Administration: Take tablet with a full glass of water. Can be taken with or without food, but taking with food may improve tolerance and slightly increase absorption. Swallow whole; do not crush or chew.
5. Side Effects
Common side effects may include:
- Headache
- Gastrointestinal disturbances (dyspepsia, abdominal pain, nausea, diarrhea, flatulence)

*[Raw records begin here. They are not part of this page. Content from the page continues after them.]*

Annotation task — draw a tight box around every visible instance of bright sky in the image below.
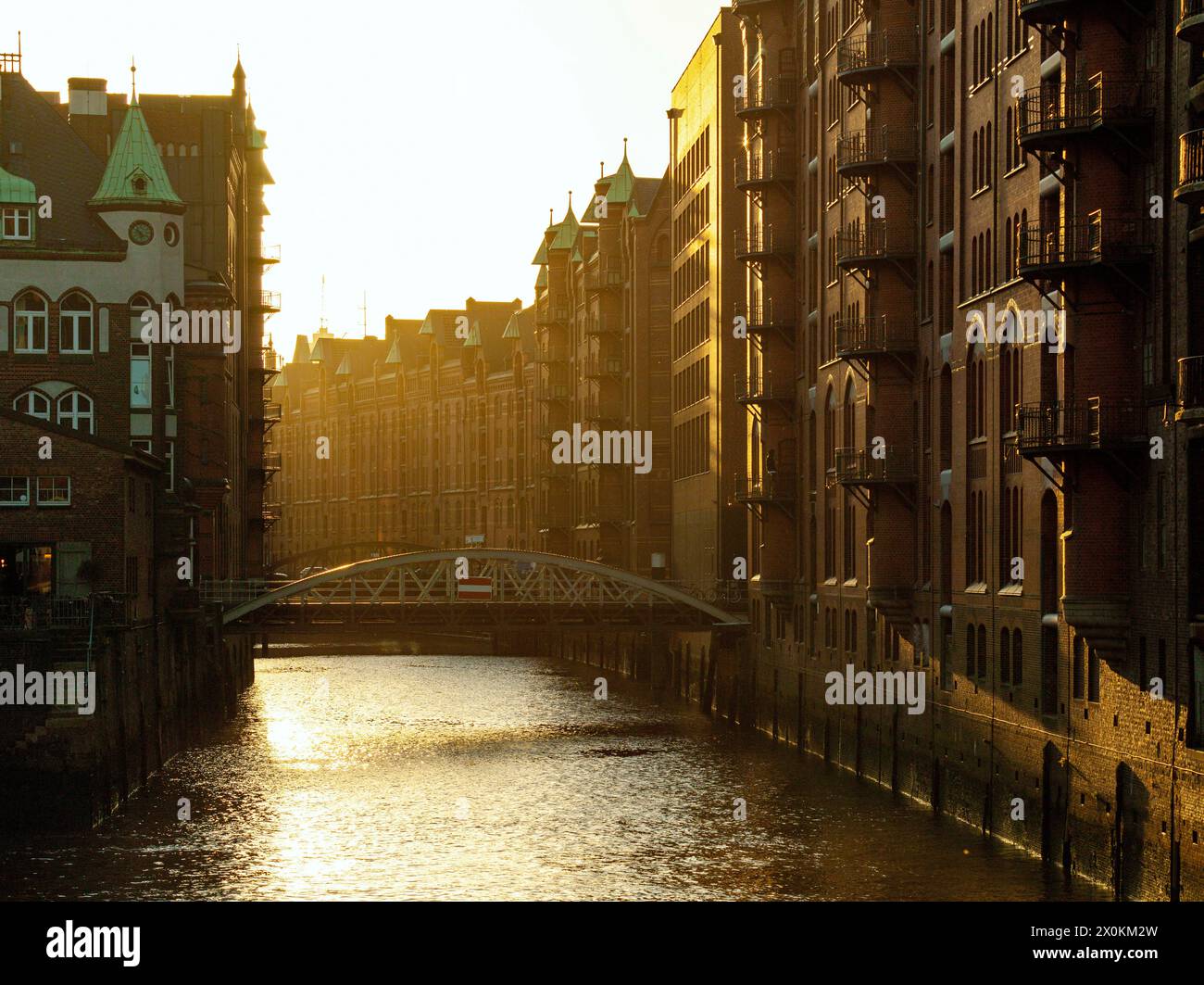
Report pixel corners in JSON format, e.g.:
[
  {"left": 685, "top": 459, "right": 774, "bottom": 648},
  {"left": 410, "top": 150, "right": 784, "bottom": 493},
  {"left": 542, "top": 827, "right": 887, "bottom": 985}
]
[{"left": 16, "top": 0, "right": 720, "bottom": 354}]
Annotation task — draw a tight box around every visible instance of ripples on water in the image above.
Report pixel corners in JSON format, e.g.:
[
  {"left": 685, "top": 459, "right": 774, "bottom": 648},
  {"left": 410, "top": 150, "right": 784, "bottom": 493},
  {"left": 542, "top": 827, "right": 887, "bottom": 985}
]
[{"left": 0, "top": 655, "right": 1100, "bottom": 900}]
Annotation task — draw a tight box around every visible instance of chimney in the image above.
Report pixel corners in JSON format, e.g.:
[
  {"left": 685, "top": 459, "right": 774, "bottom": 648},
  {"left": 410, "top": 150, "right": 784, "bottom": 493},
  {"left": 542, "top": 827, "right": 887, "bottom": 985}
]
[{"left": 68, "top": 78, "right": 109, "bottom": 160}]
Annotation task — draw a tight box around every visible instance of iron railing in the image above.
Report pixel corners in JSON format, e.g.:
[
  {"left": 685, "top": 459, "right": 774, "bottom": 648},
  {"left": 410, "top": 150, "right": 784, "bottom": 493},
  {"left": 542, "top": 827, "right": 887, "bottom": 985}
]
[
  {"left": 1020, "top": 210, "right": 1153, "bottom": 270},
  {"left": 1016, "top": 398, "right": 1148, "bottom": 454},
  {"left": 1176, "top": 355, "right": 1204, "bottom": 410},
  {"left": 835, "top": 125, "right": 919, "bottom": 170},
  {"left": 834, "top": 446, "right": 916, "bottom": 486},
  {"left": 835, "top": 314, "right": 915, "bottom": 359},
  {"left": 1018, "top": 72, "right": 1155, "bottom": 144},
  {"left": 835, "top": 30, "right": 920, "bottom": 76}
]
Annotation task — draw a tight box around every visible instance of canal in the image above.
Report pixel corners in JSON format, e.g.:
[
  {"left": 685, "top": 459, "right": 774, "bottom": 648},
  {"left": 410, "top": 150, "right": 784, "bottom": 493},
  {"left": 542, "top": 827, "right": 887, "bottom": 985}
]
[{"left": 0, "top": 649, "right": 1107, "bottom": 900}]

- Taste disturbance (dysgeusia) or loss of taste (ageusia) - usually reversible
- Skin rash, pruritus
6. Drug Interactions
| Drug | Effect | Severity |
|---|---|---|
| Rifampicin | Induces CYP enzymes, increasing terbinafine clearance and reducing plasma levels by ~50%. May lead to therapeutic failure. | Major |
| Cimetidine | Inhibits CYP enzymes, decreases terbinafine clearance, increasing plasma levels by ~33%. Risk of increased side effects. | Moderate |
| SSRIs (e.g., Sertraline, Paroxetine) | Terbinafine is a potent inhibitor of CYP2D6. Increases plasma levels of CYP2D6 substrates (many SSRIs, TCAs, beta-blockers like metoprolol, codeine). Can lead to toxicity of the co-administered drug. | Major |
| Warfarin | Potential interaction via CYP inhibition. Monitor INR closely as terbinafine may potentiate warfarin effect. | Moderate |
| Cyclosporine | Terbinafine may reduce cyclosporine metabolism, increasing its levels. Monitor cyclosporine levels and renal function. | Moderate |
| Oral Contraceptives | No clinically significant interaction reported. Efficacy not affected. | Minor |
7. Patient Counselling
- DO complete the full prescribed course even if symptoms improve earlier.
- DO take with food if you experience stomach upset.
- DO report any signs of liver problems: unusual fatigue, nausea, vomiting, right upper abdominal pain, jaundice (yellowing of skin/eyes), dark urine.
- DO inform all your doctors and pharmacists you are taking terbinafine.
- DONT consume alcohol during and for 2 weeks after treatment.
- DONT take other over-the-counter medicines (especially paracetamol in high doses) without consulting your doctor.
- DONT stop the medication without consulting your doctor.
8. Toxicology & Storage
Overdose: Nausea, vomiting, abdominal pain, dizziness, rash, frequent urination, headache. In massive overdose, CNS depression and hepatorenal toxicity are possible.
Storage: Store below 30°C, in a cool, dry place. Protect from light and moisture. Keep out of reach of children. Do not use after the expiry date printed on the pack.